In making Shaun the Sheep Movie, Aardman have taken the lovable characters of Shaun and his ovine chums, their Farmer and Bitzer his dog (a kind of Gromit lookalike) out of the comfort zone that is Mossy Bottom Farm to venture into the Big City. Shaun is finding that every day is very much like the day before (c.f. Groundhog Day or here perhaps Sheepdog Day?), so the animals contrive to lock the Farmer in his caravan to keep him out of the way while they escape for the day. Unfortunately, the caravan breaks free and Mr Farmer bangs his head and suffers memory loss while also heading for town. Arriving in the Big City he, an experienced sheep shearer no less, is offered a job as a stylist in a hair salon. The adventure then continues with Shaun and his recalcitrant sheep-mates trying to get their boss back to Mossy Bottom. To avoid detection by a man from the animal pound, the resourceful members of this herd of sheep dress up as humans in order to get into the hospital where the Farmer is recovering from his traumatic accident.

The film is hilarious from start to finish and the detail in the stop-motion animation is amazingly dextrous and surreal, full of in-jokes and moments that are breathtakingly imaginative. The animation throughout is well up to Aardman’s always taxing standards and there are some notable names doing the voice-overs for the non-existent dialogue that is reminiscent of rhubarbing extras. The whole show runs at a pace that is never less than top speed, reminding one of the heady days of Bugs Bunny and Tom & Jerry. Shaun the Sheep Movie certainly deserved its fifty award nominations including the Oscars, the Baftas, the Golden Globes and the London Critics’ Circle, but sadly its only win was from the Toronto Film Critics Association who obviously have more taste than the rest of the reviewers put together. P.S. Don’t leave before the final credits are over, as the jokes carry on until the very end.

MICHAEL DARVELL

Voices of
  Justin Fletcher, John Sparkes, Omid Djalili, Richard Webber, Kate Harbour, Tim Hands, Andy Nyman, Simon Greenall, Emma Tate.
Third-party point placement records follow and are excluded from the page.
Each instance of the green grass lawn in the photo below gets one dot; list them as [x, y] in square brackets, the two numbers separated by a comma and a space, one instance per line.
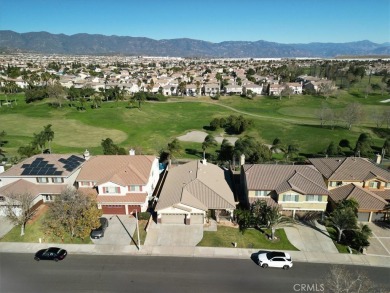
[150, 128]
[252, 238]
[34, 231]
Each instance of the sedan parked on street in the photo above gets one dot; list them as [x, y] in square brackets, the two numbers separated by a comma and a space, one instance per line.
[51, 253]
[275, 259]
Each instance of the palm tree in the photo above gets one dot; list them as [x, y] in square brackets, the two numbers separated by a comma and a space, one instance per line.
[208, 142]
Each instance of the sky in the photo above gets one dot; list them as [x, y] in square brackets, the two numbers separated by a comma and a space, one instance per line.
[282, 21]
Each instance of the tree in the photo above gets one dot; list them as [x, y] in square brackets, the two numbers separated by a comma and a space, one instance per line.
[352, 114]
[226, 151]
[340, 279]
[20, 209]
[269, 217]
[342, 219]
[109, 148]
[72, 213]
[209, 141]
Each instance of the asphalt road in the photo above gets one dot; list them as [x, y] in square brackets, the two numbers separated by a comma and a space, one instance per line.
[83, 273]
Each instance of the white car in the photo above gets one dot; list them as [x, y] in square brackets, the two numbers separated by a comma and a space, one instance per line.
[275, 259]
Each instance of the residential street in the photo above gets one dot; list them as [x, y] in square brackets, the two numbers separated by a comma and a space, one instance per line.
[81, 273]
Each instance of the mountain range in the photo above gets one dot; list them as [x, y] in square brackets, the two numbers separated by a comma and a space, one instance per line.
[95, 44]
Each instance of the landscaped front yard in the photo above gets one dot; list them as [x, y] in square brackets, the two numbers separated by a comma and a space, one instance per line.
[252, 238]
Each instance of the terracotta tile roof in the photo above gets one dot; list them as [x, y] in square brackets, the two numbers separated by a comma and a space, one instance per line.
[367, 200]
[53, 159]
[270, 201]
[197, 185]
[349, 169]
[281, 178]
[129, 198]
[123, 169]
[23, 186]
[385, 194]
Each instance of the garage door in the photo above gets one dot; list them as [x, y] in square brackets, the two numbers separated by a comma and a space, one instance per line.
[197, 219]
[114, 209]
[173, 219]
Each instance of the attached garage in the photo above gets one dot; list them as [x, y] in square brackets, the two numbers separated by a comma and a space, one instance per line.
[114, 209]
[363, 217]
[173, 218]
[197, 219]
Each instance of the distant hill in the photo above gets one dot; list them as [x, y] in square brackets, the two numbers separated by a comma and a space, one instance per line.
[43, 42]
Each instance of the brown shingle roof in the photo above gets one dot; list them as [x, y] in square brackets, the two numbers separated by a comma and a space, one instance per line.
[53, 159]
[123, 169]
[197, 185]
[128, 198]
[367, 200]
[349, 169]
[23, 186]
[281, 178]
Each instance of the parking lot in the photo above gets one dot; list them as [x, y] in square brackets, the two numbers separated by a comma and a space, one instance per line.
[120, 230]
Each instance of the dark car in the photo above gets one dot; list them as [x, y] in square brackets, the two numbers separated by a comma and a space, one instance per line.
[51, 253]
[99, 232]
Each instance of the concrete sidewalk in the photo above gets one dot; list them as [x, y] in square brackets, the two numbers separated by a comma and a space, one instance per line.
[211, 252]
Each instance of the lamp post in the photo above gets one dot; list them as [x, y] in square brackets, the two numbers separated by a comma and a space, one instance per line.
[139, 245]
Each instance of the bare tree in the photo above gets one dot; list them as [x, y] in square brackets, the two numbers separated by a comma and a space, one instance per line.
[20, 209]
[352, 114]
[340, 279]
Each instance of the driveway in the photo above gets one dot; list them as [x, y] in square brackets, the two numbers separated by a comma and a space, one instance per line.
[120, 230]
[5, 225]
[174, 235]
[380, 239]
[310, 238]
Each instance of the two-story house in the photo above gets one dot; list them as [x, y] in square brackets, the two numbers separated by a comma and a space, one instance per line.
[42, 176]
[123, 183]
[296, 188]
[356, 178]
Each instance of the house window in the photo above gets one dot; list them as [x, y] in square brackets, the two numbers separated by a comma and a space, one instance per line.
[42, 180]
[374, 184]
[135, 188]
[261, 192]
[335, 183]
[312, 197]
[111, 189]
[291, 197]
[48, 197]
[57, 180]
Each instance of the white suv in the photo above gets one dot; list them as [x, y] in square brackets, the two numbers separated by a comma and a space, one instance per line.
[275, 259]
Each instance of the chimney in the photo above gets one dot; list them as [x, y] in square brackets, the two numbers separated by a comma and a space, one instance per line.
[378, 159]
[242, 160]
[86, 155]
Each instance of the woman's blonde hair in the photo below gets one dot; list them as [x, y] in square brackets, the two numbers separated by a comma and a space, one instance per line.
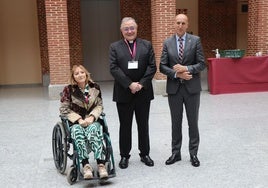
[72, 80]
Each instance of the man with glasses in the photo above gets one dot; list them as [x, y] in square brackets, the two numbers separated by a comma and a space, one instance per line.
[132, 64]
[182, 60]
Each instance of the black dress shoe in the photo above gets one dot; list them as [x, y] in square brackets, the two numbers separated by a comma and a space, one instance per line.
[123, 162]
[147, 160]
[173, 158]
[194, 160]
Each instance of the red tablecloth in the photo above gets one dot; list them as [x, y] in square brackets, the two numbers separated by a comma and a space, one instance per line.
[230, 75]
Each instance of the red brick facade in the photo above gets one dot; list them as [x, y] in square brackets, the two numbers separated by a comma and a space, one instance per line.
[60, 29]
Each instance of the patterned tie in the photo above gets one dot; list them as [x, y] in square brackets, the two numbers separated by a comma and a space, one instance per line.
[180, 49]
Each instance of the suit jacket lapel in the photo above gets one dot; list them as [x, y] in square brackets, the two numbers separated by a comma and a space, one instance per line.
[124, 48]
[138, 48]
[187, 47]
[175, 49]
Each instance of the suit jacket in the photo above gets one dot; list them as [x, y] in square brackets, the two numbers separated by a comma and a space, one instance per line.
[193, 58]
[119, 56]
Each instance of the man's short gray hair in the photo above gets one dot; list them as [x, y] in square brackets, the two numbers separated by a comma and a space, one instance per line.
[126, 19]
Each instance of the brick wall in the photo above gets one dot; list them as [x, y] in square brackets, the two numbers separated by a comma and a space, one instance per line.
[217, 25]
[41, 12]
[61, 45]
[75, 37]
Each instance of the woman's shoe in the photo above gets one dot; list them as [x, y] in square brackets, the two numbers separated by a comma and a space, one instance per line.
[102, 171]
[87, 172]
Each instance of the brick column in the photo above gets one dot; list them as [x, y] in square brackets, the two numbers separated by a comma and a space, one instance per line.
[257, 27]
[163, 15]
[58, 45]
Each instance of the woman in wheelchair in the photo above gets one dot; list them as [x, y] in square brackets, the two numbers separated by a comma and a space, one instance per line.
[81, 103]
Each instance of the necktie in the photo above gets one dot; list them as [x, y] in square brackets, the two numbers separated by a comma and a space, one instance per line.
[180, 49]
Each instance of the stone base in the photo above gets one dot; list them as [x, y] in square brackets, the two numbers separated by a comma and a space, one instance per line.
[46, 80]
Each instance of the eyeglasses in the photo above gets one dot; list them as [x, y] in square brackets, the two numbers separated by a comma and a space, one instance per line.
[131, 28]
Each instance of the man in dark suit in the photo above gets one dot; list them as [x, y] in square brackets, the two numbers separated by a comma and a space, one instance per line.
[132, 64]
[182, 60]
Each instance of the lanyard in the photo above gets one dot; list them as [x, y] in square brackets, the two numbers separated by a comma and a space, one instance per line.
[133, 54]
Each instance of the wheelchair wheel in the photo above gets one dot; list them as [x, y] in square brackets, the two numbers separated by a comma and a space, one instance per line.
[72, 175]
[109, 158]
[59, 147]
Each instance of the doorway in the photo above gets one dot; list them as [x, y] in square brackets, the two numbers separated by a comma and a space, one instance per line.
[100, 20]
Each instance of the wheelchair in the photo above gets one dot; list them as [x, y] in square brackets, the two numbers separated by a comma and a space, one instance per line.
[63, 147]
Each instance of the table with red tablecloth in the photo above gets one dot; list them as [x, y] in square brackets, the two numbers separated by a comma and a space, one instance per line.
[236, 75]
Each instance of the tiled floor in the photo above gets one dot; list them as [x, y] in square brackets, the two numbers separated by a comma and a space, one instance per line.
[233, 149]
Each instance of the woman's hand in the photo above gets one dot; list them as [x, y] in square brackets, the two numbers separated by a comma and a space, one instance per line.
[90, 119]
[83, 122]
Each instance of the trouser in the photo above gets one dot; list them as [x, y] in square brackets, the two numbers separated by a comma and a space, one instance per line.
[191, 102]
[125, 112]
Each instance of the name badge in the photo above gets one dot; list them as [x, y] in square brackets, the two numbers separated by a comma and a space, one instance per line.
[133, 65]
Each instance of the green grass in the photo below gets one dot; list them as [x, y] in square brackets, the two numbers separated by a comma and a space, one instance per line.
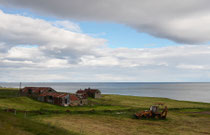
[14, 125]
[109, 115]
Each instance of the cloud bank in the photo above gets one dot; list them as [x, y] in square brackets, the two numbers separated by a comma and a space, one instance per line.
[38, 50]
[183, 21]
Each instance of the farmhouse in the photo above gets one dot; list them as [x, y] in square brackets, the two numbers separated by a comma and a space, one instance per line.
[35, 91]
[49, 95]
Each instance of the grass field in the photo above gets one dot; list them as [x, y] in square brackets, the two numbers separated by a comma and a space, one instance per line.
[110, 115]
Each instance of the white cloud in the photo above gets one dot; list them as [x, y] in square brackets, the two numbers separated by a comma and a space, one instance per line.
[183, 21]
[67, 25]
[35, 50]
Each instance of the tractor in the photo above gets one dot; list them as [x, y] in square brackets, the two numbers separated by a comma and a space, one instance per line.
[153, 112]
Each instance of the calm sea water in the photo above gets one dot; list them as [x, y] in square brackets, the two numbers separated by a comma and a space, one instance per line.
[180, 91]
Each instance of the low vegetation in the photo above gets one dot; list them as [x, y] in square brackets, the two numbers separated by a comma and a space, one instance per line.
[110, 115]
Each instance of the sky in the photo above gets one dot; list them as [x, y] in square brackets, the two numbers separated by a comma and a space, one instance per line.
[104, 41]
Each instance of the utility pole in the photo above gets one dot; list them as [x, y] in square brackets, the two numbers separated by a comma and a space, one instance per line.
[20, 91]
[20, 86]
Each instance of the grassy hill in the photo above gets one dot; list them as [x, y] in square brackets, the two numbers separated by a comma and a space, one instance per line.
[110, 115]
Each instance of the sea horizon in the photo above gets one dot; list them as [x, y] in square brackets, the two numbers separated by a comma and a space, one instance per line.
[186, 91]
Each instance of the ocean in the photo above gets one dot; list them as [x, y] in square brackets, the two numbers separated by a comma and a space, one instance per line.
[190, 91]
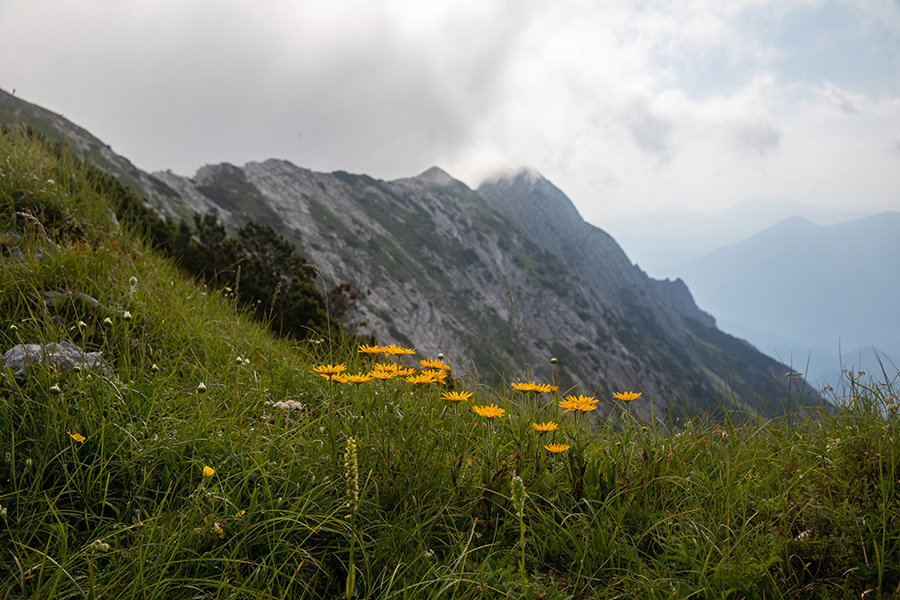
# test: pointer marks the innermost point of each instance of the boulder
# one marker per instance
(63, 356)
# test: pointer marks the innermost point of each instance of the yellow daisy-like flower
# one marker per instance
(545, 427)
(489, 412)
(534, 387)
(544, 388)
(557, 448)
(329, 369)
(434, 364)
(423, 378)
(366, 349)
(382, 374)
(582, 403)
(358, 378)
(438, 374)
(397, 350)
(626, 397)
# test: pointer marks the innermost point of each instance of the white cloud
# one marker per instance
(620, 104)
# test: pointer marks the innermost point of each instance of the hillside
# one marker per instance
(785, 290)
(159, 443)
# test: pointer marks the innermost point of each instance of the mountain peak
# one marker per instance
(526, 175)
(435, 176)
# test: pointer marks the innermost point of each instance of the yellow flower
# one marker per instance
(626, 397)
(382, 374)
(358, 378)
(582, 403)
(534, 387)
(557, 448)
(329, 369)
(545, 427)
(489, 412)
(395, 349)
(544, 388)
(434, 364)
(423, 378)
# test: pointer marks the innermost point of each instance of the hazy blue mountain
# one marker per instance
(663, 240)
(806, 292)
(500, 279)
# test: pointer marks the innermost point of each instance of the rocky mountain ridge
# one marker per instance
(498, 279)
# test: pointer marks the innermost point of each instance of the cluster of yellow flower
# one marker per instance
(581, 403)
(392, 350)
(382, 371)
(435, 371)
(542, 388)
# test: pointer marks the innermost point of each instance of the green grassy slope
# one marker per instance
(178, 476)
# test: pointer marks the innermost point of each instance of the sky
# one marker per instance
(628, 107)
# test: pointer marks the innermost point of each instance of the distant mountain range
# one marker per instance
(661, 241)
(816, 296)
(500, 279)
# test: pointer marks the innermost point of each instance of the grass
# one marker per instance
(806, 508)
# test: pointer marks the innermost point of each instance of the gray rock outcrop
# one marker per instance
(20, 359)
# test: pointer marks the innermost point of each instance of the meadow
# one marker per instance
(215, 460)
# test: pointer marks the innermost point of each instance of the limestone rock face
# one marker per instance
(498, 279)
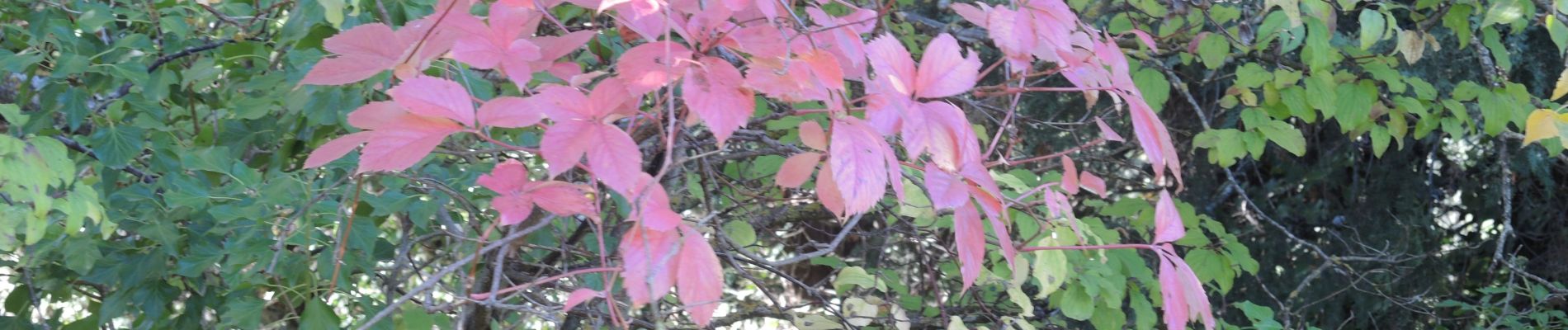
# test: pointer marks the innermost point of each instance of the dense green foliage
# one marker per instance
(1348, 165)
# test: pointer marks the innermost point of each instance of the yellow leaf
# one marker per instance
(1542, 124)
(1562, 85)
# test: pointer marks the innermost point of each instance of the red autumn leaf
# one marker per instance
(942, 130)
(579, 296)
(860, 165)
(1005, 239)
(653, 205)
(829, 191)
(811, 134)
(970, 237)
(1070, 176)
(784, 78)
(942, 71)
(1181, 291)
(501, 45)
(394, 138)
(714, 91)
(519, 195)
(582, 129)
(648, 263)
(508, 111)
(435, 97)
(1155, 139)
(1106, 130)
(651, 66)
(554, 47)
(1167, 221)
(797, 169)
(1093, 183)
(944, 190)
(700, 280)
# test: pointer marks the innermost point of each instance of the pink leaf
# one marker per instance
(611, 101)
(1155, 139)
(564, 143)
(1004, 238)
(1068, 176)
(825, 69)
(562, 197)
(1093, 183)
(860, 165)
(362, 52)
(942, 71)
(970, 237)
(508, 111)
(787, 80)
(893, 64)
(437, 97)
(972, 13)
(1167, 221)
(941, 130)
(797, 169)
(654, 64)
(829, 191)
(336, 149)
(498, 45)
(716, 94)
(508, 179)
(579, 296)
(1106, 130)
(813, 134)
(648, 263)
(1181, 291)
(701, 280)
(521, 195)
(944, 190)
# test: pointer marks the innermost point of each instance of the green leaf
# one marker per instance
(13, 115)
(1504, 12)
(317, 314)
(1355, 105)
(850, 277)
(242, 312)
(1372, 27)
(416, 318)
(1212, 50)
(740, 232)
(1109, 318)
(1319, 54)
(1156, 90)
(1500, 54)
(118, 144)
(1286, 136)
(1495, 111)
(1076, 304)
(1380, 139)
(1211, 266)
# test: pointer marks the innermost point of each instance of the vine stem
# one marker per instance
(1090, 248)
(543, 280)
(1046, 157)
(342, 238)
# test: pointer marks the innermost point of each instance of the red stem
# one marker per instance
(1090, 248)
(545, 280)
Dir and Screenplay Mark Burton and Richard Starzak, based on characters created by Nick Park, Pro Paul Kewley and Julie Lockhart, Ph Charles Copping and Dave Alex Riddett, Pro Des Matt Perry, Ed Sim Evan-Jones, Music Ilan Eshkeri.

Aardman Animation/StudioCanal/Anton Capital Entertainment-StudioCanal.
85 mins. UK/France. 2015. Rel: 6 February 2015. Cert. U.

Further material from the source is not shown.